The median age was 31 years. 31.8% of residents were under the age of 18; 10.7% were between the ages of 18 and 24; 21.6% were from 25 to 44; 24.2% were from 45 to 64; and 11.8% were 65 years of age or older. The gender makeup of the city was 49.2% male and 50.8% female.

===2000 census===
At the 2000 census, there were 775 people, 268 households and 181 families residing in the city. The population density was 1,835.1 PD/sqmi. There were 291 housing units at an average density of 689.1 /sqmi. The racial makeup of the city was 41.29% White, 0.13% African American, 55.74% Native American, 0.13% from other races, and 2.71% from two or more races. Hispanic or Latino of any race were 4.77% of the population.

There were 268 households, of which 33.6% had children under the age of 18 living with them, 40.7% were married couples living together, 20.9% had a female householder with no husband present, and 32.1% were non-families. 27.6% of all households were made up of individuals, and 11.9% had someone living alone who was 65 years of age or older. The average household size was 2.89 and the average family size was 3.48.
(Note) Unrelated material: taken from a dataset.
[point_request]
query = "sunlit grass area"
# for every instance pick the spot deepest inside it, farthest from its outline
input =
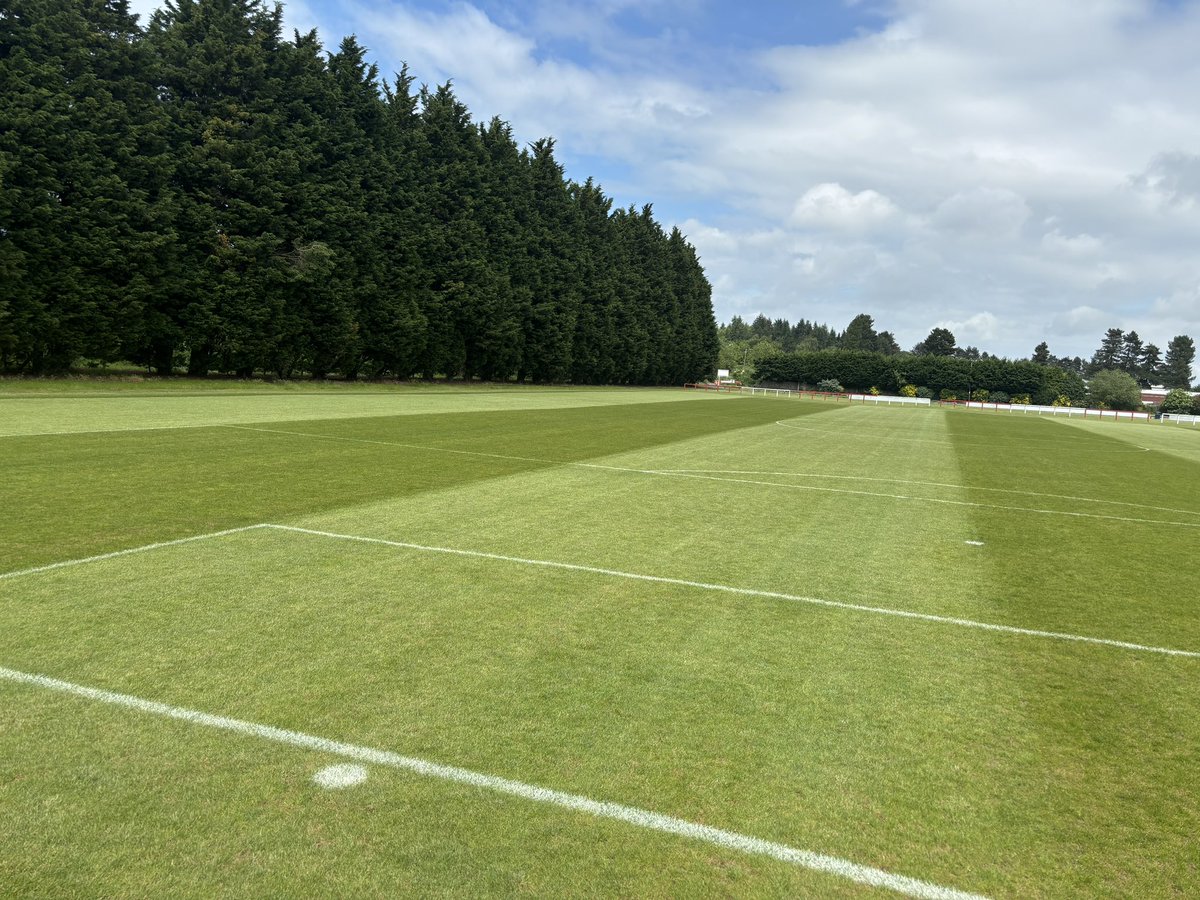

33.3% of the population were under the age of 18, 9.7% from 18 to 24, 25.9% from 25 to 44, 18.5% from 45 to 64, and 12.6% who were 65 years of age or older. The median age was 30 years. For every 100 females, there were 93.3 males. For every 100 females age 18 and over, there were 86.0 males.

The median household income was $22,500 and the median family income was $31,111. Males had a median income of $22,500 and females $18,229. The per capita income was $10,682. About 15.8% of families and 25.8% of the population were below the poverty line, including 34.8% of those under age 18 and 30.0% of those age 65 or over.